Dittmer’s Gourmet Meats & Wurst-Haus, Inc


The Milk Pail Market

Sic transit gloria mundi  — good thing we can always fall back on cheeses and sausages.

The importance of semantics in natural language understanding

April 13th, 2010

’Twas brillig, and the slithy toves
Did gyre and gimble in the wabe;
All mimsy were the borogoves,
And the mome raths outgrabe.

Q: What was the time of the day?

A: It was brillig.

Q: What were the toves doing?

A: They were gyring and gimbling.

Q: Were the borogoves slithy?

A: I don’t know. They were certainly mimsy.

Take this, Cyc.

Pick your science fiction idea here: Simulation

August 9th, 2009

Some notes I had written previously about William Gibson’s book Idoru: how comes that in so many books and, especially, movies people assume that the computers of the future will have three dimensional interfaces which we will try to manipulate the way we are currently manipulating our physical environment?
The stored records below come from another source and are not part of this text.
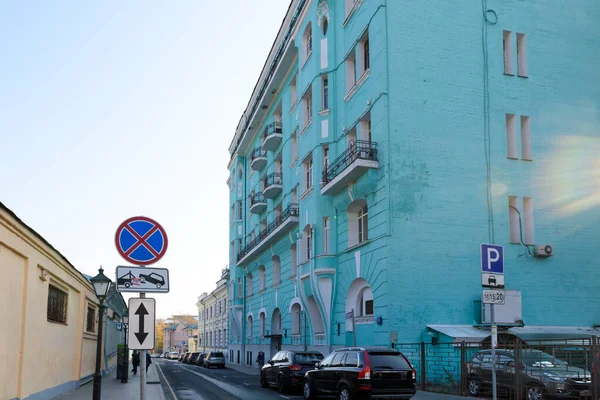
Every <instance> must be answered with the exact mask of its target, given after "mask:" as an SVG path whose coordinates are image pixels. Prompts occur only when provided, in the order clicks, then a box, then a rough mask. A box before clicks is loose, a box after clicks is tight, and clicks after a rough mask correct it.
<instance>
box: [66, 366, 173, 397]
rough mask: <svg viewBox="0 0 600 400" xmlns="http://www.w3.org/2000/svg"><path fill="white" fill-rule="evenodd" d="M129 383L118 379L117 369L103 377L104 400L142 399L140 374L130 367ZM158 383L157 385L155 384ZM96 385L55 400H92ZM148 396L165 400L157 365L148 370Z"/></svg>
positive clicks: (152, 366)
mask: <svg viewBox="0 0 600 400" xmlns="http://www.w3.org/2000/svg"><path fill="white" fill-rule="evenodd" d="M127 381H128V382H127V383H121V380H120V379H117V369H116V368H114V369H113V370H112V371H111V372H110V373H108V374H107V375H105V376H103V377H102V400H139V398H140V373H139V371H138V374H137V375H133V372H131V365H130V366H129V378H128V379H127ZM153 382H157V383H153ZM93 388H94V384H93V382H92V381H90V382H89V383H86V384H85V385H83V386H80V387H79V388H78V389H76V390H72V391H70V392H67V393H65V394H62V395H60V396H58V397H56V398H55V400H90V399H91V398H92V392H93ZM146 395H147V398H148V400H165V396H164V394H163V389H162V385H161V384H160V379H159V377H158V371H157V369H156V365H155V364H154V363H153V364H151V365H150V368H148V376H147V377H146Z"/></svg>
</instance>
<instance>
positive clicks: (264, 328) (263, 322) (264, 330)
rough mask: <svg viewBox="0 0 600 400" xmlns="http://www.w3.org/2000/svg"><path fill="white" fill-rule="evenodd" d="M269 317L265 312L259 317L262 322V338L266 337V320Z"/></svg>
mask: <svg viewBox="0 0 600 400" xmlns="http://www.w3.org/2000/svg"><path fill="white" fill-rule="evenodd" d="M266 318H267V316H266V315H265V313H264V312H261V313H260V314H259V316H258V321H259V322H260V336H265V320H266Z"/></svg>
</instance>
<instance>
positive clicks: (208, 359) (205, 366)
mask: <svg viewBox="0 0 600 400" xmlns="http://www.w3.org/2000/svg"><path fill="white" fill-rule="evenodd" d="M211 367H217V368H225V355H224V354H223V353H222V352H220V351H211V352H210V353H208V354H207V355H206V357H204V368H211Z"/></svg>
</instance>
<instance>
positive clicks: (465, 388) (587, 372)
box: [393, 336, 600, 400]
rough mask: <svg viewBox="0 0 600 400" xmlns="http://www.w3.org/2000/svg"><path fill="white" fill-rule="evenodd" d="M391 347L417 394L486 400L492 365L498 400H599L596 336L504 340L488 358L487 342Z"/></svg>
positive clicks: (441, 343)
mask: <svg viewBox="0 0 600 400" xmlns="http://www.w3.org/2000/svg"><path fill="white" fill-rule="evenodd" d="M393 347H394V348H395V349H396V350H398V351H400V352H402V353H403V354H404V355H405V356H406V357H407V358H408V359H409V360H410V362H411V363H412V365H413V367H414V368H415V370H416V371H417V388H418V389H420V390H425V391H430V392H438V393H448V394H455V395H461V396H475V395H477V396H483V397H491V389H492V383H491V382H492V380H491V365H492V363H494V364H495V368H496V376H497V382H496V387H497V392H498V395H499V396H500V397H502V398H508V399H511V400H512V399H515V400H520V399H527V400H538V399H542V398H546V397H550V396H559V397H561V398H584V399H590V400H600V341H599V340H598V338H597V337H592V338H583V339H581V338H580V339H577V338H569V339H560V340H557V339H552V340H535V341H532V340H528V341H523V340H521V339H519V338H517V337H514V336H513V337H505V338H502V340H500V341H499V343H498V346H497V347H496V356H495V358H494V359H492V357H491V343H490V341H489V338H488V340H487V341H483V342H481V343H466V342H461V343H437V344H430V343H394V344H393ZM570 396H571V397H570Z"/></svg>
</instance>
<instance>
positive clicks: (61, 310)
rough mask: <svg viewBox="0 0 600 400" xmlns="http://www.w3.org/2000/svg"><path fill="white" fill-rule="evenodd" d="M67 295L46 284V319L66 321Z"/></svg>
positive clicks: (56, 288)
mask: <svg viewBox="0 0 600 400" xmlns="http://www.w3.org/2000/svg"><path fill="white" fill-rule="evenodd" d="M67 300H68V295H67V293H66V292H63V291H62V290H60V289H59V288H57V287H55V286H52V285H50V286H48V310H47V318H48V321H54V322H61V323H63V324H66V323H67Z"/></svg>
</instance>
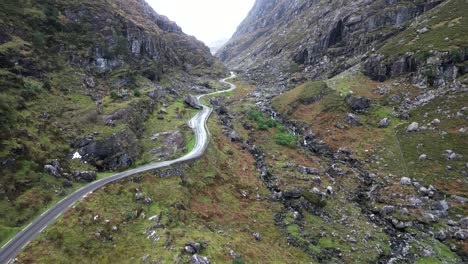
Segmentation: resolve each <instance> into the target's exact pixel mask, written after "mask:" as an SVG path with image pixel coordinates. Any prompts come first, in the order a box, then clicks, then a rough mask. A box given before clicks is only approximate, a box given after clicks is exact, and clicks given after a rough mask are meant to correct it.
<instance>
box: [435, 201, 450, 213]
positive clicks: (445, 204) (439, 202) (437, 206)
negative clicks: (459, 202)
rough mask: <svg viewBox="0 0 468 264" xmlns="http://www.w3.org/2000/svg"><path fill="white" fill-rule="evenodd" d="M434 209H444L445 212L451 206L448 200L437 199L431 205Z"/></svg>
mask: <svg viewBox="0 0 468 264" xmlns="http://www.w3.org/2000/svg"><path fill="white" fill-rule="evenodd" d="M431 208H432V210H434V211H442V212H445V211H447V210H448V209H449V208H450V206H449V205H448V203H447V201H445V200H442V201H436V202H434V203H433V204H432V206H431Z"/></svg>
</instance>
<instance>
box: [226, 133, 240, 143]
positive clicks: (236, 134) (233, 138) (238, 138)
mask: <svg viewBox="0 0 468 264" xmlns="http://www.w3.org/2000/svg"><path fill="white" fill-rule="evenodd" d="M228 137H229V139H230V140H231V141H232V142H241V141H242V138H241V137H240V136H239V133H237V131H235V130H232V131H231V132H229V135H228Z"/></svg>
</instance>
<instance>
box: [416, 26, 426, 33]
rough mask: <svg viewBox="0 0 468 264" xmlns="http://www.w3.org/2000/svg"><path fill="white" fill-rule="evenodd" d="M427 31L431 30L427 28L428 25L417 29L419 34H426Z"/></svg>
mask: <svg viewBox="0 0 468 264" xmlns="http://www.w3.org/2000/svg"><path fill="white" fill-rule="evenodd" d="M427 32H429V28H427V27H423V28H420V29H418V30H416V33H418V34H424V33H427Z"/></svg>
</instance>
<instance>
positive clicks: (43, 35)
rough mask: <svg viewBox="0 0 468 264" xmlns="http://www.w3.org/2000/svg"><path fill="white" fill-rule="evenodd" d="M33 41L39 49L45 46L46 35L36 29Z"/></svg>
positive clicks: (36, 46)
mask: <svg viewBox="0 0 468 264" xmlns="http://www.w3.org/2000/svg"><path fill="white" fill-rule="evenodd" d="M32 43H33V44H34V46H35V47H36V48H38V49H42V48H44V46H45V44H46V40H45V35H44V33H42V32H39V31H36V32H34V33H33V35H32Z"/></svg>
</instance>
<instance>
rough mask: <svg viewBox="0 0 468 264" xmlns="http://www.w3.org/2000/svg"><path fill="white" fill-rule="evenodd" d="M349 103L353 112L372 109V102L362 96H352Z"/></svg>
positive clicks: (347, 100) (348, 103)
mask: <svg viewBox="0 0 468 264" xmlns="http://www.w3.org/2000/svg"><path fill="white" fill-rule="evenodd" d="M346 101H347V103H348V105H349V107H351V109H353V111H359V110H364V109H367V108H369V107H370V105H371V100H370V99H369V98H367V97H362V96H350V97H348V98H347V100H346Z"/></svg>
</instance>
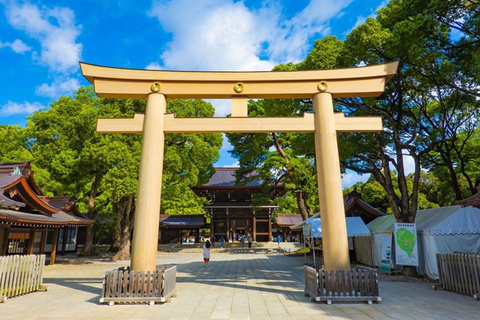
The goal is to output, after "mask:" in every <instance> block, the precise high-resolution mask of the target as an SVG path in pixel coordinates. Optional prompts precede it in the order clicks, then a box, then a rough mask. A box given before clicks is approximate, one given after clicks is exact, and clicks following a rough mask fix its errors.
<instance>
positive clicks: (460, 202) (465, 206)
mask: <svg viewBox="0 0 480 320" xmlns="http://www.w3.org/2000/svg"><path fill="white" fill-rule="evenodd" d="M455 204H459V205H461V206H462V207H468V206H472V207H478V208H480V186H478V187H477V193H475V194H474V195H473V196H471V197H468V198H466V199H462V200H458V201H456V202H455Z"/></svg>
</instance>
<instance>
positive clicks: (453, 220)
mask: <svg viewBox="0 0 480 320" xmlns="http://www.w3.org/2000/svg"><path fill="white" fill-rule="evenodd" d="M430 232H431V234H433V235H451V234H480V209H477V208H475V207H465V208H461V209H460V210H457V211H456V212H455V213H454V214H452V215H451V216H450V217H448V218H447V219H445V220H444V221H443V222H441V223H440V224H438V225H437V226H435V227H434V228H432V229H431V231H430Z"/></svg>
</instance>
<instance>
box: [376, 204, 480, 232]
mask: <svg viewBox="0 0 480 320" xmlns="http://www.w3.org/2000/svg"><path fill="white" fill-rule="evenodd" d="M395 222H396V220H395V217H394V216H393V215H388V216H384V217H378V218H377V219H375V220H373V221H372V222H370V223H369V224H368V225H367V227H368V229H369V230H370V231H371V232H372V233H381V232H384V231H391V232H393V224H394V223H395ZM415 223H416V224H417V232H420V233H431V234H435V235H442V234H443V235H448V234H474V233H480V209H477V208H474V207H465V208H462V207H461V206H448V207H441V208H433V209H426V210H419V211H418V212H417V216H416V217H415Z"/></svg>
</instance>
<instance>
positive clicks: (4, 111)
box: [0, 101, 44, 117]
mask: <svg viewBox="0 0 480 320" xmlns="http://www.w3.org/2000/svg"><path fill="white" fill-rule="evenodd" d="M43 108H44V106H43V105H42V104H40V103H38V102H34V103H30V102H26V101H25V102H22V103H17V102H13V101H8V102H7V103H6V104H4V105H3V106H2V107H1V108H0V117H8V116H12V115H15V114H30V113H32V112H35V111H37V110H40V109H43Z"/></svg>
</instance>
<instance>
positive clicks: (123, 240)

As it happens, every time we try to implement a three dimensional interface, we fail in a most miserable way. At the same time, our user interfaces have standardized on the overlapping windows, menus, buttons approach – and this will not change in the foreseeable future.

Idea for science fiction authors: we are a simulation on somebody’s computer. Our attempts to build computers are just an incremental attempt to simulate the computer on which we ourselves are simulated. The fact that we are converging towards a windowing system only shows that our underlying OS is also windowing based. We are simulated in a future version of Windows! Bugs introduced today might be still present in the future version. Apocalyptic scenarios involving time travel and applying patches to operating systems in the future which simulate their own past ensues.

For the film version, this idea can be developed with appropriate amount of romantic complications, car chases, expensive computer graphics etc.